Risk factors for atherosclerosis


Fixed risk factors
These are of limited interest since no-one can alter their age, the population into which they were born or the age at which a parent had a heart attack or stroke. Vascular disease in any one arterial territory is an important risk factor for adverse events in others. Patients surviving strokes are more likely to die of a heart attack than another stroke. Similarly, intermittent claudication is a major risk factor for stroke and ischaemic heart disease. Strokes and intermittent claudication are both explained in their sections of the website (see Conditions treated, Prevented and Cured).
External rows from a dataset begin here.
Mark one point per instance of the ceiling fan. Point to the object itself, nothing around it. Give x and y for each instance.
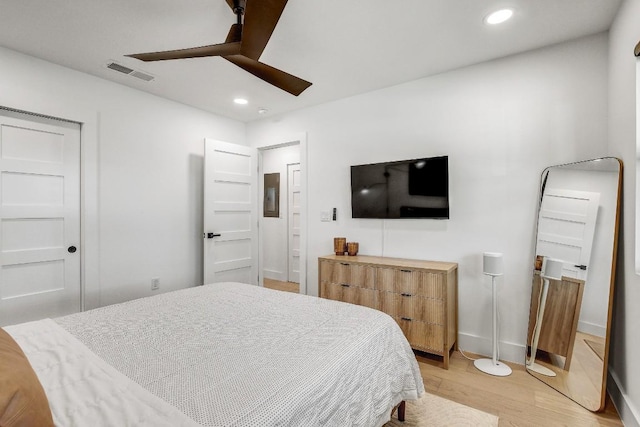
(247, 38)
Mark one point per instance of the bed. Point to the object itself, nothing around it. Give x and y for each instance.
(225, 354)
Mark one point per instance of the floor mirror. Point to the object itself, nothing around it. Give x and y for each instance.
(573, 278)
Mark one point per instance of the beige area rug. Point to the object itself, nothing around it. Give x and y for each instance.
(435, 411)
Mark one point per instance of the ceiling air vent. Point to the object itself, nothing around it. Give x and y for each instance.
(130, 71)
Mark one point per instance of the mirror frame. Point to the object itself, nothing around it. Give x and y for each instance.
(614, 252)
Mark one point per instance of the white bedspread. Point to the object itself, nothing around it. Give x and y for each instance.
(82, 389)
(231, 354)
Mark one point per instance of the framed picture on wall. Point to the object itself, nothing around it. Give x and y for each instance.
(271, 206)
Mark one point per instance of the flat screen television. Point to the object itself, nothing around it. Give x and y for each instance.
(417, 188)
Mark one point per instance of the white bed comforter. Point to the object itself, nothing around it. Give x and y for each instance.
(228, 354)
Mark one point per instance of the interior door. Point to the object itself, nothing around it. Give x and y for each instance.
(566, 227)
(230, 213)
(293, 186)
(40, 218)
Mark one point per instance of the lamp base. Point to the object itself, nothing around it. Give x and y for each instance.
(540, 370)
(498, 369)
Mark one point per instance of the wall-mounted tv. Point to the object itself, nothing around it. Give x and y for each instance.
(417, 188)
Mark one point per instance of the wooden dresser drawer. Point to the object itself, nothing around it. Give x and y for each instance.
(340, 273)
(422, 335)
(420, 295)
(350, 294)
(414, 307)
(408, 281)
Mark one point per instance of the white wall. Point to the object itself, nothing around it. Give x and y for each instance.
(275, 237)
(148, 167)
(501, 123)
(625, 345)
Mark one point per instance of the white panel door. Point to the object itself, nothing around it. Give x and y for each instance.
(39, 218)
(293, 186)
(230, 213)
(566, 226)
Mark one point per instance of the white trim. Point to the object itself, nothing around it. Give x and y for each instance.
(301, 139)
(274, 275)
(89, 178)
(629, 414)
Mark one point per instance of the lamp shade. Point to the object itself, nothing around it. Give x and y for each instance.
(492, 264)
(552, 268)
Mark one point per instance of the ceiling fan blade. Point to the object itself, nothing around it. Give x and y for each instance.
(260, 19)
(221, 49)
(285, 81)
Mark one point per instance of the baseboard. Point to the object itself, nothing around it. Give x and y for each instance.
(628, 413)
(509, 352)
(592, 328)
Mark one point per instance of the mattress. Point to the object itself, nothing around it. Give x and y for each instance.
(226, 354)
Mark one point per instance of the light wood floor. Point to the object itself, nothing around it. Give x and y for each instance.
(282, 286)
(518, 400)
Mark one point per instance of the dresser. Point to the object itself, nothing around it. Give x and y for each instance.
(421, 296)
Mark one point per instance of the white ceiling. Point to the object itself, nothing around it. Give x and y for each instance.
(343, 47)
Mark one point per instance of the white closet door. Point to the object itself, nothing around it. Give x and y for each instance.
(566, 226)
(40, 218)
(293, 185)
(230, 213)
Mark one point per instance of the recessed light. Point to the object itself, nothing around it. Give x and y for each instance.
(498, 16)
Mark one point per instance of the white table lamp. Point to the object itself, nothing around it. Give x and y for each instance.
(492, 265)
(551, 269)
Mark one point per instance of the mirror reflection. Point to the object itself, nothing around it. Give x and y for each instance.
(572, 292)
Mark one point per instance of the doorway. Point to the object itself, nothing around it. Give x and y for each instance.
(282, 255)
(40, 265)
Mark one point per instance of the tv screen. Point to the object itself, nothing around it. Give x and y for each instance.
(417, 188)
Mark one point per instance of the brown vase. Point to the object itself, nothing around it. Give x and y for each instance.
(352, 248)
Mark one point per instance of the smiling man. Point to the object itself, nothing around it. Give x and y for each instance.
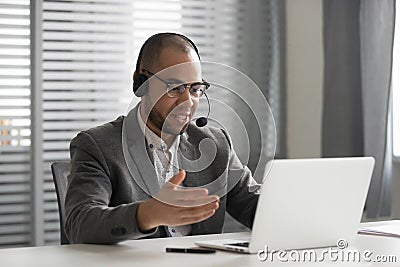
(114, 196)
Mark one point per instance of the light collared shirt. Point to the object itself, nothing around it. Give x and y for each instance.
(165, 161)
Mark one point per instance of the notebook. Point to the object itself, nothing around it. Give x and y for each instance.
(306, 203)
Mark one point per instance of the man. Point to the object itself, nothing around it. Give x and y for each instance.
(125, 180)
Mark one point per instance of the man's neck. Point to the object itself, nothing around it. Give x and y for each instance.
(167, 138)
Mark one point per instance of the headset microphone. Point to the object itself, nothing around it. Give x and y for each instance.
(202, 121)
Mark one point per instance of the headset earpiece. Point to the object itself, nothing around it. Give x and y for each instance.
(140, 88)
(140, 79)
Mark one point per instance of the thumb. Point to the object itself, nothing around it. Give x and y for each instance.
(178, 178)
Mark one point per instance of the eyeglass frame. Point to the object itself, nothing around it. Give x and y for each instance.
(169, 84)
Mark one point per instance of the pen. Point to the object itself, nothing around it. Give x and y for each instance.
(190, 250)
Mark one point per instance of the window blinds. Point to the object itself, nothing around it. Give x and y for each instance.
(15, 185)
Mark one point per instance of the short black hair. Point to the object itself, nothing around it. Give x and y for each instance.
(153, 46)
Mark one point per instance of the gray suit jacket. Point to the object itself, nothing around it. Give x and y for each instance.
(103, 193)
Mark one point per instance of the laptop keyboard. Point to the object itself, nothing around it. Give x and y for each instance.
(243, 244)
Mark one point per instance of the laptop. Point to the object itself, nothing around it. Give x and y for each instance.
(306, 203)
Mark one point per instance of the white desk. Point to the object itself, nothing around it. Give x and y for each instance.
(151, 252)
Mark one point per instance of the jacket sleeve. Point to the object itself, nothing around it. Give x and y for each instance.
(242, 199)
(89, 219)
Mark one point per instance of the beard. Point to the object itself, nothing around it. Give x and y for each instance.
(163, 125)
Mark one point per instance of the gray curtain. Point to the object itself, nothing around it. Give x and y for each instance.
(358, 42)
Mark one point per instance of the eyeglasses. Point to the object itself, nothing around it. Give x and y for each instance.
(175, 89)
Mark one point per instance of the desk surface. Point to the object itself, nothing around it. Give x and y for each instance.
(151, 252)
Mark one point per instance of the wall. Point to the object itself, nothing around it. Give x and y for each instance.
(304, 67)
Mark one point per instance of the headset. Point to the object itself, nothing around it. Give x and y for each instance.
(140, 88)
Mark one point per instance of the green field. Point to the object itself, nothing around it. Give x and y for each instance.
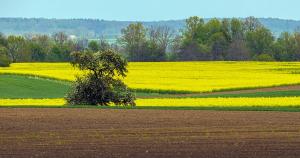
(20, 87)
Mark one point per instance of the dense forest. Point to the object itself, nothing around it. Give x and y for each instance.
(216, 39)
(93, 28)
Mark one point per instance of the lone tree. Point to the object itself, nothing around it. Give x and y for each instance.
(102, 84)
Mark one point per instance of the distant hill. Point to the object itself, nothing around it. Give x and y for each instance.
(91, 28)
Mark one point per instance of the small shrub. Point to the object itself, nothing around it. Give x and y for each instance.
(101, 85)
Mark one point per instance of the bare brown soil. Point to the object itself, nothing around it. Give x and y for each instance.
(148, 133)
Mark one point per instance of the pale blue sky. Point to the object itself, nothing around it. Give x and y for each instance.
(148, 10)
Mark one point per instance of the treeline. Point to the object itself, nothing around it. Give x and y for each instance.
(226, 39)
(216, 39)
(38, 48)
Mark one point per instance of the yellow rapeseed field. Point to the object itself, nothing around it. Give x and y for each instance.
(32, 102)
(185, 102)
(183, 76)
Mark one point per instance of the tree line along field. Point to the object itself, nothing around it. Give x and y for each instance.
(180, 84)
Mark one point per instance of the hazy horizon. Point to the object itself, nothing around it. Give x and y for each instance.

Risk factors that can be changed


Smoking, Hypertension, Hypercholesterolaemia and sedentary lifestyle each double the risk of Acute Myocardial Infarction. When two or more are present, the risk is multiplied.

Smoking


The more someone smokes, the higher their risk of developing hardening of the arteries. This fact is complicated by the oddity that some individuals may smoke heavily without obvious ill effects, whilst others are much more susceptible to artery damage after smoking even a few cigarettes. Some people can get away with it, most can't.

Hypertension
The International Society of Hypertension now defines hypertension as systolic pressure over 140 mmHg and diastolic pressure over 90 mmHg. These levels are arbitrary since the risk of ischaemic heart disease and stroke rises steadily across the whole range of blood pressure. The effect of the entire population lowering their population by only 5mmHg by lifestyle changes would be dramatic, reducing nearly of heart attacks and 1/3 of strokes. The lower the blood pressure, the lower the risk of atherosclerosis.
Cholesterol
Like hypertension, the definition of hypercholesterolaemia is arbitrary and the risk of vascular disease rises steadily across the whole range of blood cholesterol concentrations. Treating patients with arterial disease with statins provides protection against heart attack and stroke even for patients with normal cholesterol levels, since statins stabilise atherosclerotic plaque.
Exercise
Regular Exercise Regular aerobic exercise confers considerable protection against myocardial infarction. Thirty minutes of moderate activity most days of the week is the current recommendation.
Diabetes
Diabetes Patients Patients with diabetes are at greatly elevated risk of vascular disease in all territories (cardiac, carotid and peripheral). Good diabetic control improves prognosis.
Alcohol
Heavy drinkers tend to have higher blood pressure but those who consume modest quantities of wine on a regular basis have lower mortality rates than teetotallers.
Homocysteine
Blood levels of this amino acid may be an independent risk factor for arterial disease and increasing intake of vitamin B6 and folate effectively reduce homocysteine concentrations. It is not yet clear whether this will be an important way of reducing atherosclerotic disease.